Foreigners living in another country never want confrontation, but even worse, confrontation their home country and the international community is calling a battle of machismo.

The BBC and other international news services incident is being called a test of the newly minted President Obama's mettle. Maaaaaan, come on! (I tried to link a BBC World article to this post but it's currently blocked, go figure.)

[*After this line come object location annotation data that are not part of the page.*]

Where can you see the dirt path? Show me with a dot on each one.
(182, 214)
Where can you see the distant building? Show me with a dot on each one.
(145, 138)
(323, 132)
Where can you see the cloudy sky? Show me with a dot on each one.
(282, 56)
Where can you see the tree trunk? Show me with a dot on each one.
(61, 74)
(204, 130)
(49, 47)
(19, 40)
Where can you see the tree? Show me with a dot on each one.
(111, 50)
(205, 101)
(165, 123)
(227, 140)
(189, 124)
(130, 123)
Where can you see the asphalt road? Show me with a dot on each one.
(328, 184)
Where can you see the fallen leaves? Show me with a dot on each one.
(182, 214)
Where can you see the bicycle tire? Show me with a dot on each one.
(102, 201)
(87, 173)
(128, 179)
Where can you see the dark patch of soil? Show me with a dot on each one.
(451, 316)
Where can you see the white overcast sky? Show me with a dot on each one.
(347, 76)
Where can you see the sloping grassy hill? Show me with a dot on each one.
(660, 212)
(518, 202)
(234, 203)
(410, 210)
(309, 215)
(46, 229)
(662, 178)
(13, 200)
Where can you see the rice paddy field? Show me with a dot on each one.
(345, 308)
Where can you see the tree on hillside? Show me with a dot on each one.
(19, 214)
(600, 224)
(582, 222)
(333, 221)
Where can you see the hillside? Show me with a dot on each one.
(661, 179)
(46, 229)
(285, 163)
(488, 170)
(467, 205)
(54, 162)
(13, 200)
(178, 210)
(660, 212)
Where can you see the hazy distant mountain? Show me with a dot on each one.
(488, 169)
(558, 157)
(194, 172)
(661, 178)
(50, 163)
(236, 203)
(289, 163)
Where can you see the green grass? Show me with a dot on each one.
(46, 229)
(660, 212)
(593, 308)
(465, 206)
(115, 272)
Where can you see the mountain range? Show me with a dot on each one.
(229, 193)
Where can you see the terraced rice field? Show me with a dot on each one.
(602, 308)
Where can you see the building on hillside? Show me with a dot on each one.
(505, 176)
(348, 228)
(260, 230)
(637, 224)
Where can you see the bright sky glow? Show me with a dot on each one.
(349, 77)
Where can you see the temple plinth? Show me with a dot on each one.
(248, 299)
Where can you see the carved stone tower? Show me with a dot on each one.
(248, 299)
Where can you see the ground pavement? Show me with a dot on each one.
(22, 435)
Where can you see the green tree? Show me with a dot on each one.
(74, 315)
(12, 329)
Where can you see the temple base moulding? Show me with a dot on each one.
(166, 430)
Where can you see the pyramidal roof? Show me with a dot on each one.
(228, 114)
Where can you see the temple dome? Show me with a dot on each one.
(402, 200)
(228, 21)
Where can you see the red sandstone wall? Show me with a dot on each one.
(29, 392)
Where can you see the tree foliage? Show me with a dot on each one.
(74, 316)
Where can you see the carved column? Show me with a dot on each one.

Here's how I see the comment that the Chinese ships' aggressive behavior in international waters is actually a test to see what President Obama would do: it's lose lose. If it's wrong, you've insulted the Chinese. If it's right, we've got international conflict. Neither sit well with me from my apartment outside Beijing.

Thursday, March 5, 2009

Wen Jiabao: China can still achieve eight percent growth

Wen Jiabao National People's Congress Beijing
"In his annual speech to the opening session of parliament, Chinese Premier Wen Jiabao said the country was facing "unprecedented" challenges from a worsening global financial crisis but that he still expected GDP growth of 8% for 2009." Watch the Youtube video of France24 analysis here.

Wednesday, March 4, 2009

If I am what I eat, thank god my tastes matured




David Halberstam, the famous Vietnam War correspondent, came of age as a food person Saigon.

"The pressure of the job was so great, the friendships among colleagues so important, and the food so astonishing that my life changed," he wrote in "The Boys of Saigon," "and I began to appreciate the things that I scarcely could have imagined when I first got there."